Nós, que somos socialistas, devíamos lutar pela criação de emprego estável e justamente remunerado. Só desta forma os jovens poderão fixar-se por cá e constituir família.
Isto pode parecer “coisa muito comezinha”, mas é também assim que se assegura o futuro da Pátria.
E já agora António, julgo que não será pedir-lhe de mais, dê lá um jeitinho nas portagens. Esta que passa aqui pela minha terra, a A23, ainda foi mandada construir pelo nosso camarada António Guterres e ainda houve um tempo em que não tinha custos para o utilizador. A chatice da crise deitou tudo a perder e para quem por aqui faz vida e dela precisa para se deslocar, a conta no fim do mês ainda é muito pesada. E olhe que o mesmo se diz em relação às autoestradas do interior A22, A24 e A25.
Dê la um jeitinho!
Seria uma maneira de compensar os custos que as gentes do interior também pagam para reduzir o preço do passe único que o António criou para as áreas metropolitanas de Lisboa e do Porto.

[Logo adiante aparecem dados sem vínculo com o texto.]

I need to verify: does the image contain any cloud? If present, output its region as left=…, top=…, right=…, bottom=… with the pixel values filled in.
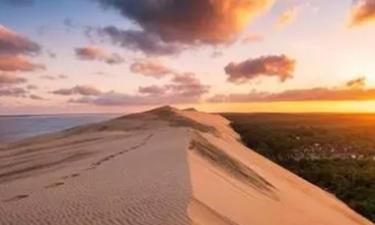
left=29, top=94, right=46, bottom=100
left=0, top=24, right=44, bottom=72
left=130, top=60, right=175, bottom=78
left=350, top=0, right=375, bottom=27
left=0, top=87, right=27, bottom=97
left=242, top=34, right=264, bottom=44
left=346, top=77, right=366, bottom=89
left=75, top=46, right=124, bottom=65
left=225, top=55, right=296, bottom=83
left=39, top=74, right=68, bottom=80
left=52, top=85, right=102, bottom=96
left=208, top=79, right=375, bottom=103
left=0, top=25, right=41, bottom=55
left=0, top=55, right=45, bottom=72
left=138, top=85, right=166, bottom=95
left=275, top=6, right=300, bottom=29
left=70, top=73, right=209, bottom=106
left=26, top=84, right=38, bottom=90
left=0, top=74, right=26, bottom=87
left=97, top=0, right=274, bottom=44
left=91, top=26, right=186, bottom=55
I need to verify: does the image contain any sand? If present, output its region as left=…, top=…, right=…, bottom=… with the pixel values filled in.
left=0, top=107, right=372, bottom=225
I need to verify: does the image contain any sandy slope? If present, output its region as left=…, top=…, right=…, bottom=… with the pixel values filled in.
left=0, top=107, right=372, bottom=225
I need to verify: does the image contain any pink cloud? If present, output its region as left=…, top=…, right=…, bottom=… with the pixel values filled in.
left=225, top=55, right=296, bottom=83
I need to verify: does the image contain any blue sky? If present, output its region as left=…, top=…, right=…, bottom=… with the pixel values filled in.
left=0, top=0, right=375, bottom=114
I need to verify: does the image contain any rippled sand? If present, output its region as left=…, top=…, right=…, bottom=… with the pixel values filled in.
left=0, top=107, right=372, bottom=225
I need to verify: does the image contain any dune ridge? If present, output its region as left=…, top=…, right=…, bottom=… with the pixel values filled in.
left=0, top=106, right=372, bottom=225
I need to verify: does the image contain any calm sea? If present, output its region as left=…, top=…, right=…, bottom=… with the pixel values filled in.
left=0, top=114, right=119, bottom=142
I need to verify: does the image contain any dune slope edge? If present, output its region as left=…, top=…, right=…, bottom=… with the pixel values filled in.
left=0, top=106, right=372, bottom=225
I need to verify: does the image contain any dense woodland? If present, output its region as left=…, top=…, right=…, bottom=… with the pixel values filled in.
left=223, top=113, right=375, bottom=222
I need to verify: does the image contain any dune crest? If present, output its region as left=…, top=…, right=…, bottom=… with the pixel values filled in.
left=0, top=106, right=372, bottom=225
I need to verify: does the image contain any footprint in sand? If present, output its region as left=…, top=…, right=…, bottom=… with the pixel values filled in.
left=3, top=194, right=29, bottom=202
left=44, top=182, right=64, bottom=189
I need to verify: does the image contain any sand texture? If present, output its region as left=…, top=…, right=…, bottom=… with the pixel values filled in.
left=0, top=107, right=372, bottom=225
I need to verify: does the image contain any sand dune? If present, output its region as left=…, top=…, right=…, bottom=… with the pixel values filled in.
left=0, top=107, right=372, bottom=225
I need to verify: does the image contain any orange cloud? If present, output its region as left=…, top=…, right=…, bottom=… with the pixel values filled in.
left=242, top=34, right=264, bottom=44
left=225, top=55, right=296, bottom=83
left=208, top=78, right=375, bottom=103
left=97, top=0, right=274, bottom=44
left=75, top=46, right=124, bottom=64
left=0, top=55, right=44, bottom=72
left=346, top=77, right=366, bottom=89
left=52, top=85, right=102, bottom=96
left=350, top=0, right=375, bottom=26
left=0, top=74, right=26, bottom=87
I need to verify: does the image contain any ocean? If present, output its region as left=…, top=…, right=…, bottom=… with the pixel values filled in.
left=0, top=114, right=120, bottom=142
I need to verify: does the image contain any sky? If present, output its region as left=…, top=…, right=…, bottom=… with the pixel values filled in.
left=0, top=0, right=375, bottom=114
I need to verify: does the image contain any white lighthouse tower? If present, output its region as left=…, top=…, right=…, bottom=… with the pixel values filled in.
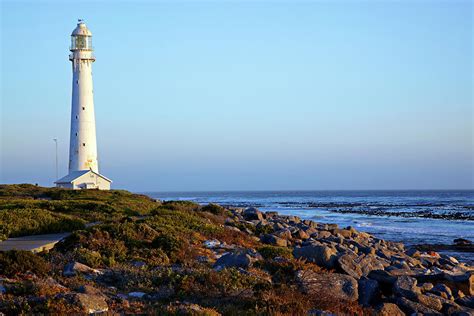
left=55, top=20, right=112, bottom=190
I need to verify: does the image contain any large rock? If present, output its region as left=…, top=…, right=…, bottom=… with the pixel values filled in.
left=374, top=303, right=405, bottom=316
left=430, top=283, right=454, bottom=300
left=293, top=245, right=337, bottom=269
left=397, top=297, right=442, bottom=315
left=414, top=294, right=443, bottom=311
left=260, top=234, right=288, bottom=247
left=358, top=277, right=380, bottom=306
left=63, top=261, right=102, bottom=276
left=368, top=270, right=397, bottom=286
left=456, top=295, right=474, bottom=308
left=214, top=252, right=252, bottom=269
left=357, top=254, right=385, bottom=276
left=296, top=270, right=359, bottom=302
left=242, top=207, right=263, bottom=221
left=337, top=253, right=362, bottom=279
left=445, top=271, right=474, bottom=295
left=393, top=275, right=421, bottom=300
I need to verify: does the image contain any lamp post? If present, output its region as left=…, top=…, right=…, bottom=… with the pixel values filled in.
left=53, top=138, right=58, bottom=180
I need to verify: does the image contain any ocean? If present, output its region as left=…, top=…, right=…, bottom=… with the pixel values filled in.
left=145, top=190, right=474, bottom=264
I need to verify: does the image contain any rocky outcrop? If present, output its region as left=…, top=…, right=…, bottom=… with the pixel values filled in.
left=296, top=270, right=359, bottom=302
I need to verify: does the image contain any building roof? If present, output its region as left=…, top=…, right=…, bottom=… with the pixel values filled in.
left=54, top=170, right=112, bottom=183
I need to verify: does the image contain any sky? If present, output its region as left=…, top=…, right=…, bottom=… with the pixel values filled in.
left=0, top=0, right=474, bottom=192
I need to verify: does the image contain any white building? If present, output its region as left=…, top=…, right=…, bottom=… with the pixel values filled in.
left=55, top=20, right=112, bottom=190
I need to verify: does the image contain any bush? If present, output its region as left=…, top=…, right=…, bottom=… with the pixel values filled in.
left=152, top=235, right=183, bottom=256
left=0, top=208, right=85, bottom=239
left=0, top=250, right=50, bottom=277
left=258, top=245, right=293, bottom=259
left=201, top=203, right=231, bottom=216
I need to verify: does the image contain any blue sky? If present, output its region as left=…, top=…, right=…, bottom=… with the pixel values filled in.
left=0, top=0, right=474, bottom=191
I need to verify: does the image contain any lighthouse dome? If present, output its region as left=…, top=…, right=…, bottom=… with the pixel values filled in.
left=71, top=20, right=92, bottom=36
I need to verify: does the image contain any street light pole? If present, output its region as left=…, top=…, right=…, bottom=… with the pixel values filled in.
left=53, top=138, right=58, bottom=181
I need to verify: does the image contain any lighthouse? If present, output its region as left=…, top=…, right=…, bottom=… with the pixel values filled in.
left=55, top=20, right=112, bottom=190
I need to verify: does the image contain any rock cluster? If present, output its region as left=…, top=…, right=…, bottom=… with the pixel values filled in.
left=224, top=208, right=474, bottom=315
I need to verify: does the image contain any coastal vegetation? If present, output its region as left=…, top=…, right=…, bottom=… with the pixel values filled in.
left=0, top=185, right=474, bottom=315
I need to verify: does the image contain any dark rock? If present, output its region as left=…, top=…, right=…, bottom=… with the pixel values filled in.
left=396, top=297, right=442, bottom=315
left=306, top=309, right=336, bottom=316
left=374, top=303, right=405, bottom=316
left=393, top=276, right=421, bottom=300
left=368, top=270, right=397, bottom=286
left=337, top=254, right=362, bottom=279
left=430, top=283, right=454, bottom=300
left=293, top=245, right=337, bottom=269
left=296, top=270, right=359, bottom=302
left=419, top=282, right=434, bottom=292
left=273, top=228, right=292, bottom=240
left=456, top=295, right=474, bottom=308
left=414, top=294, right=443, bottom=311
left=260, top=234, right=288, bottom=247
left=242, top=207, right=264, bottom=221
left=214, top=252, right=252, bottom=268
left=445, top=272, right=474, bottom=295
left=405, top=248, right=421, bottom=258
left=358, top=277, right=380, bottom=306
left=357, top=254, right=385, bottom=276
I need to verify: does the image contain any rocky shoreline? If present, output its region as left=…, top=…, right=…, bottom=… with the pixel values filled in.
left=0, top=192, right=474, bottom=316
left=219, top=208, right=474, bottom=315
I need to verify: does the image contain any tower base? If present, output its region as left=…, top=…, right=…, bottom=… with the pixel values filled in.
left=54, top=170, right=112, bottom=190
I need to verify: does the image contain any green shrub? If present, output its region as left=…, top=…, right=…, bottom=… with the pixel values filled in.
left=152, top=235, right=183, bottom=256
left=0, top=208, right=85, bottom=238
left=0, top=250, right=50, bottom=277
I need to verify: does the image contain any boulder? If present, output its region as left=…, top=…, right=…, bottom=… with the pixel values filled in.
left=393, top=275, right=421, bottom=300
left=260, top=234, right=288, bottom=247
left=374, top=303, right=405, bottom=316
left=368, top=270, right=397, bottom=286
left=337, top=253, right=362, bottom=279
left=414, top=294, right=443, bottom=311
left=396, top=297, right=442, bottom=315
left=214, top=252, right=252, bottom=269
left=128, top=292, right=146, bottom=298
left=242, top=207, right=264, bottom=221
left=358, top=277, right=380, bottom=306
left=316, top=230, right=332, bottom=239
left=430, top=283, right=454, bottom=300
left=293, top=245, right=337, bottom=269
left=456, top=295, right=474, bottom=308
left=445, top=271, right=474, bottom=295
left=296, top=270, right=359, bottom=302
left=357, top=254, right=385, bottom=276
left=292, top=229, right=309, bottom=240
left=273, top=228, right=292, bottom=239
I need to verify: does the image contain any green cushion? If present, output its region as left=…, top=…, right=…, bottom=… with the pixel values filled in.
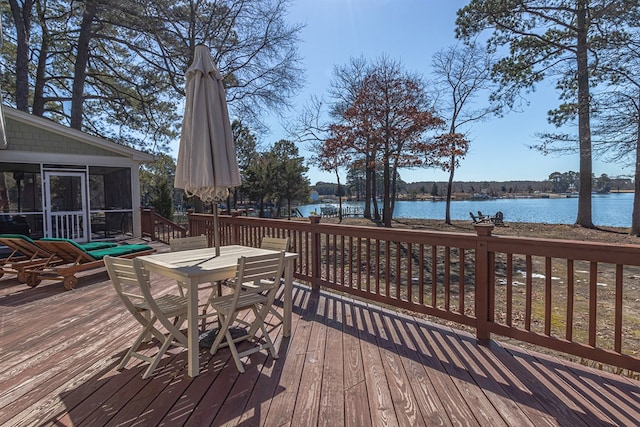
left=80, top=242, right=118, bottom=251
left=0, top=234, right=33, bottom=243
left=40, top=237, right=118, bottom=252
left=88, top=245, right=153, bottom=259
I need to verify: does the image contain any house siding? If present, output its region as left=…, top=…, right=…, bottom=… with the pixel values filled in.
left=5, top=117, right=122, bottom=157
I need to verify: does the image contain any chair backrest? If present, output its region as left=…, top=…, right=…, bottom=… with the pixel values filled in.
left=169, top=234, right=209, bottom=252
left=103, top=255, right=182, bottom=340
left=260, top=236, right=289, bottom=252
left=234, top=251, right=285, bottom=304
left=0, top=234, right=51, bottom=259
left=104, top=255, right=149, bottom=323
left=35, top=238, right=96, bottom=264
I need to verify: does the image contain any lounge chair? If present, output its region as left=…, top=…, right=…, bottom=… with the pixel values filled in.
left=0, top=234, right=117, bottom=283
left=26, top=238, right=155, bottom=290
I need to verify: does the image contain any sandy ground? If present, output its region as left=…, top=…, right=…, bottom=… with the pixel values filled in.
left=321, top=218, right=640, bottom=378
left=328, top=218, right=640, bottom=245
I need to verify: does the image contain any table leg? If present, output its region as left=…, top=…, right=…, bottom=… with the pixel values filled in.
left=282, top=259, right=293, bottom=337
left=187, top=281, right=200, bottom=378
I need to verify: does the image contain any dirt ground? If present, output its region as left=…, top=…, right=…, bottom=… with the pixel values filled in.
left=321, top=218, right=640, bottom=378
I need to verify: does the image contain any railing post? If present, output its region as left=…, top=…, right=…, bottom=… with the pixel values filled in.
left=474, top=224, right=493, bottom=341
left=187, top=209, right=197, bottom=236
left=231, top=211, right=242, bottom=245
left=309, top=215, right=321, bottom=289
left=149, top=207, right=158, bottom=241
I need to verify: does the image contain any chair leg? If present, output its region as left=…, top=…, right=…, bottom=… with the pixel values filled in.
left=209, top=313, right=231, bottom=355
left=142, top=334, right=178, bottom=380
left=116, top=316, right=159, bottom=371
left=224, top=329, right=244, bottom=373
left=252, top=306, right=280, bottom=359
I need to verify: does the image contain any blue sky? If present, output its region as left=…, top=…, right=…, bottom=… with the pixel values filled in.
left=262, top=0, right=633, bottom=184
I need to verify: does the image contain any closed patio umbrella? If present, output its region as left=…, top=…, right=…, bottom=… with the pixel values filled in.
left=174, top=45, right=241, bottom=255
left=0, top=22, right=7, bottom=150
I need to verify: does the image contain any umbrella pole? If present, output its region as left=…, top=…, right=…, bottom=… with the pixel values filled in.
left=213, top=205, right=220, bottom=256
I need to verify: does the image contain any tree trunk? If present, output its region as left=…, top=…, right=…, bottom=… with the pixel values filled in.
left=31, top=2, right=51, bottom=117
left=576, top=0, right=594, bottom=228
left=336, top=168, right=342, bottom=223
left=371, top=166, right=380, bottom=221
left=9, top=0, right=33, bottom=113
left=382, top=156, right=391, bottom=227
left=70, top=0, right=98, bottom=130
left=363, top=158, right=375, bottom=219
left=631, top=88, right=640, bottom=236
left=444, top=154, right=456, bottom=225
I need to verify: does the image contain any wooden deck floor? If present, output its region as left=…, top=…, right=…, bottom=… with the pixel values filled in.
left=0, top=262, right=640, bottom=426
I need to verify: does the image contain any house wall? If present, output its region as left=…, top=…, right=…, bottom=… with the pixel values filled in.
left=0, top=106, right=154, bottom=236
left=6, top=118, right=122, bottom=157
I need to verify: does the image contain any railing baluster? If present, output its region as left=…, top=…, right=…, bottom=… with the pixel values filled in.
left=443, top=246, right=451, bottom=311
left=458, top=248, right=465, bottom=314
left=544, top=257, right=552, bottom=336
left=613, top=264, right=624, bottom=353
left=565, top=259, right=575, bottom=341
left=524, top=255, right=533, bottom=331
left=506, top=254, right=513, bottom=326
left=589, top=261, right=598, bottom=347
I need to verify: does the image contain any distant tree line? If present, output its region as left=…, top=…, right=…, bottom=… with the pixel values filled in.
left=312, top=171, right=634, bottom=200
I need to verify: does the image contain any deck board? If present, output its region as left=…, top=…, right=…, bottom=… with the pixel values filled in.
left=0, top=260, right=640, bottom=426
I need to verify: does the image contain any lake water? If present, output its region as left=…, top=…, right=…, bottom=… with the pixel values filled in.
left=299, top=193, right=633, bottom=227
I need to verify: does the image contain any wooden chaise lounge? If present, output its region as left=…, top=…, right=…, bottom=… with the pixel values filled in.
left=0, top=234, right=118, bottom=283
left=26, top=238, right=155, bottom=290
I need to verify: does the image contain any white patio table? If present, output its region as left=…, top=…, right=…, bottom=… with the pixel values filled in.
left=138, top=245, right=298, bottom=377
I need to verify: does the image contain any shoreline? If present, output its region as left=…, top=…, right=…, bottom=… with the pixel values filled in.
left=320, top=218, right=640, bottom=245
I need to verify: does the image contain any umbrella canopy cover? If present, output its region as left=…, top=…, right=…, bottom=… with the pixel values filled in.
left=174, top=45, right=241, bottom=202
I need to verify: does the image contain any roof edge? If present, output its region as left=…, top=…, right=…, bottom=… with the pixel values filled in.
left=2, top=104, right=155, bottom=162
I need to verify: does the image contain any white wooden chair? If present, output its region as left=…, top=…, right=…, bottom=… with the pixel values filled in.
left=260, top=236, right=289, bottom=322
left=104, top=256, right=187, bottom=379
left=210, top=251, right=284, bottom=372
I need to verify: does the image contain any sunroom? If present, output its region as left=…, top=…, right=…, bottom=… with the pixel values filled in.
left=0, top=106, right=154, bottom=242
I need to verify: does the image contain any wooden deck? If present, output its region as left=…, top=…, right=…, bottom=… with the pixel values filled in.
left=0, top=262, right=640, bottom=426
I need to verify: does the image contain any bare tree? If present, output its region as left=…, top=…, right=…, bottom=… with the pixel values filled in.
left=456, top=0, right=640, bottom=228
left=432, top=44, right=499, bottom=224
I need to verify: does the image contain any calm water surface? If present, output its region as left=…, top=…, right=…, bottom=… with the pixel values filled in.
left=299, top=193, right=633, bottom=227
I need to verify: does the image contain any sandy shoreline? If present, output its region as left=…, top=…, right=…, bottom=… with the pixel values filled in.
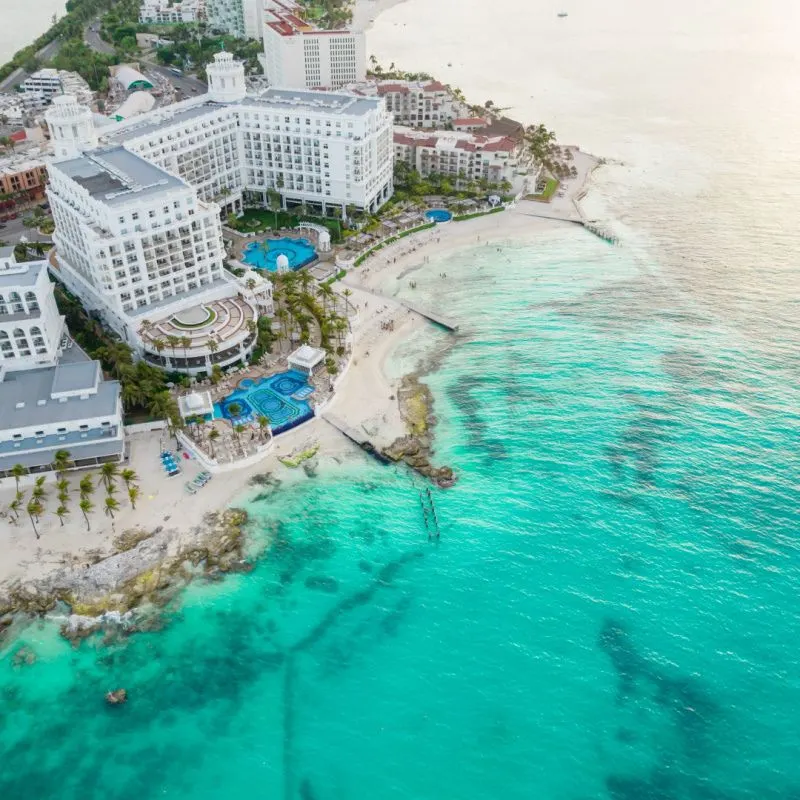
left=0, top=0, right=597, bottom=612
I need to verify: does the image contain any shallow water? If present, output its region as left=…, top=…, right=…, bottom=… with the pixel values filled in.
left=0, top=230, right=800, bottom=800
left=0, top=0, right=800, bottom=800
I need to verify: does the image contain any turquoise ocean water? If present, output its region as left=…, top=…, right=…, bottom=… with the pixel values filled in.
left=0, top=228, right=800, bottom=800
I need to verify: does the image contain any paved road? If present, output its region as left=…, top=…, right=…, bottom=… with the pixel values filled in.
left=0, top=29, right=61, bottom=92
left=83, top=20, right=206, bottom=100
left=83, top=20, right=114, bottom=56
left=142, top=62, right=208, bottom=100
left=0, top=210, right=52, bottom=244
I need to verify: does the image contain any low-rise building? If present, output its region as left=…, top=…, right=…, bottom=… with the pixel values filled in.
left=0, top=247, right=64, bottom=372
left=394, top=126, right=523, bottom=184
left=347, top=80, right=467, bottom=128
left=0, top=248, right=125, bottom=478
left=139, top=0, right=206, bottom=25
left=20, top=69, right=94, bottom=111
left=0, top=153, right=47, bottom=200
left=21, top=69, right=61, bottom=100
left=263, top=0, right=367, bottom=89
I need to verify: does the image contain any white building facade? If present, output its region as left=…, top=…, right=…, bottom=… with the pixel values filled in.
left=21, top=69, right=61, bottom=100
left=0, top=247, right=64, bottom=375
left=263, top=0, right=366, bottom=89
left=48, top=68, right=282, bottom=374
left=206, top=0, right=264, bottom=39
left=346, top=80, right=468, bottom=128
left=0, top=248, right=124, bottom=478
left=139, top=0, right=206, bottom=25
left=394, top=126, right=524, bottom=185
left=103, top=53, right=393, bottom=217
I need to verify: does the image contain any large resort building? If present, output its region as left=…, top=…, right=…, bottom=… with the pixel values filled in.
left=47, top=52, right=393, bottom=374
left=394, top=126, right=525, bottom=184
left=0, top=247, right=125, bottom=478
left=263, top=0, right=367, bottom=89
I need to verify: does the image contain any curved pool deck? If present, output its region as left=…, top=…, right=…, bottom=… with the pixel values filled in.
left=214, top=370, right=314, bottom=434
left=425, top=208, right=453, bottom=222
left=242, top=236, right=317, bottom=272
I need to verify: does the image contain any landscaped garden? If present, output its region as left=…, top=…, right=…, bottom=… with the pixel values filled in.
left=226, top=208, right=342, bottom=242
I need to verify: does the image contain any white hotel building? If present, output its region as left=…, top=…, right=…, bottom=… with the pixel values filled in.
left=47, top=52, right=393, bottom=373
left=0, top=247, right=125, bottom=478
left=263, top=0, right=367, bottom=89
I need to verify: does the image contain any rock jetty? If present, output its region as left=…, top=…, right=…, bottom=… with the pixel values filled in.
left=383, top=374, right=456, bottom=488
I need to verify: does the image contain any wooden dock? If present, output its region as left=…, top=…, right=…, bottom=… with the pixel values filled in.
left=404, top=300, right=458, bottom=333
left=320, top=414, right=394, bottom=464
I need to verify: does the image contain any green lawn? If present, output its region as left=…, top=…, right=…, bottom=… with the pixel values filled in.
left=236, top=208, right=342, bottom=242
left=525, top=178, right=559, bottom=203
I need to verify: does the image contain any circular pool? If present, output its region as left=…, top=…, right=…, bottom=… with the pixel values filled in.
left=425, top=208, right=453, bottom=222
left=242, top=237, right=317, bottom=272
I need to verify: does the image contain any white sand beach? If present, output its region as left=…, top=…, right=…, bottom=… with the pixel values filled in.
left=0, top=172, right=595, bottom=585
left=0, top=0, right=597, bottom=587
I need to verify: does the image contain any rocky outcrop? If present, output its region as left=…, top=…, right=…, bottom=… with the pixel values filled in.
left=0, top=509, right=251, bottom=643
left=106, top=689, right=128, bottom=706
left=383, top=375, right=456, bottom=488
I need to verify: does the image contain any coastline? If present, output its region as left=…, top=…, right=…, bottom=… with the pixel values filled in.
left=0, top=0, right=600, bottom=634
left=352, top=0, right=405, bottom=32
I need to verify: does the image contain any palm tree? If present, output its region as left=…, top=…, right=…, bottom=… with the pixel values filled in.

Eu sei, todos nós sabemos, que o país não tem tanto dinheiro assim para custear tanta despesa, mas ao menos poderia fazer alguma coisa para eliminar a despesa em excesso.
Por exemplo, reordenar e racionalizar alguns dos serviços públicos que em muitos casos estão subaproveitados.
E olhe que não é sensato que todos os anos se gaste mais do que aquilo que se recebe para custear a despesa pública corrente e a carga fiscal sobre os cidadãos e as empresas já está no limite do que é suportável.
António, entenda isto com um desabafo de Natal.